Schwäbische Zeitung (Laupheim)
Gericht verurteilt Psychiater wegen Missbrauchs eines Patienten
Vier Mal soll der Angeklagte einen jungen Mann in seiner Praxis missbraucht haben – Zudem hat er Gesundheitszeugnisse gefälscht
ULM - Urteil im Fall eines Ulmer Psychiaters, der sich laut Staatsanwaltschaft an einem seiner Patienten vergangen hat. Aus Sicht des Ulmer Amtsgerichts ist der Mediziner schuldig. Es verurteilte diesen am letzten Verhandlungstag des Prozesses am Montag zu einer Gesamtfreiheitsstrafe von zwei Jahren, ausgesetzt auf Bewährung. Schuldig gemacht hatte sich der Arzt aus Sicht des Gerichts des sexuellen Missbrauchs in vier Fällen, davon in einem Fall in Tateinheit mit sexueller Nötigung und in zwei Fällen mit versuchter Vergewaltigung. Ebenso stellte das Gericht fest: Der Missbrauch sei unter „Ausnutzung eines Beratungs-, Behandlungs- oder Betreuungsverhältnisses“erfolgt.

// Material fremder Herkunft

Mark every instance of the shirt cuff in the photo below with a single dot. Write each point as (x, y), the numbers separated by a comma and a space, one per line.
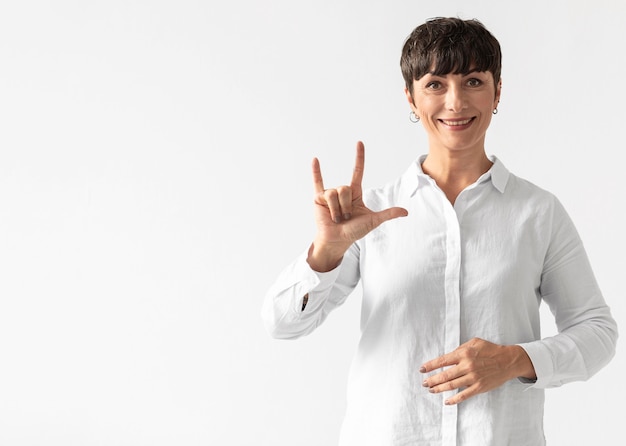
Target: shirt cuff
(542, 362)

Der Missbrauch hatte sich in den Praxisräumen abgespielt. Dort habe der Angeklagte seinen Patienten gegen dessen Willen zwischen Winter 2017 und Januar 2019 vier Mal oral befriedigt. Verübt habe er die Taten außerhalb der Sprechstunden, kurz vor Feierabend. Der Arzt wollte offenbar sichergehen, dass er nicht von Dritten ertappt wird bei seinem Tun. Perfide: Das Opfer, ein heute 35jähriger Mann, soll sich dem Arzt, dem er vertraute, im Zuge der Behandlung offenbart haben, dass er schon als Kind missbraucht worden war – und dass es ihm schwerfalle, sich gegen solche Übergriffe zu wehren. Offenbar nutzte der Arzt dies aus.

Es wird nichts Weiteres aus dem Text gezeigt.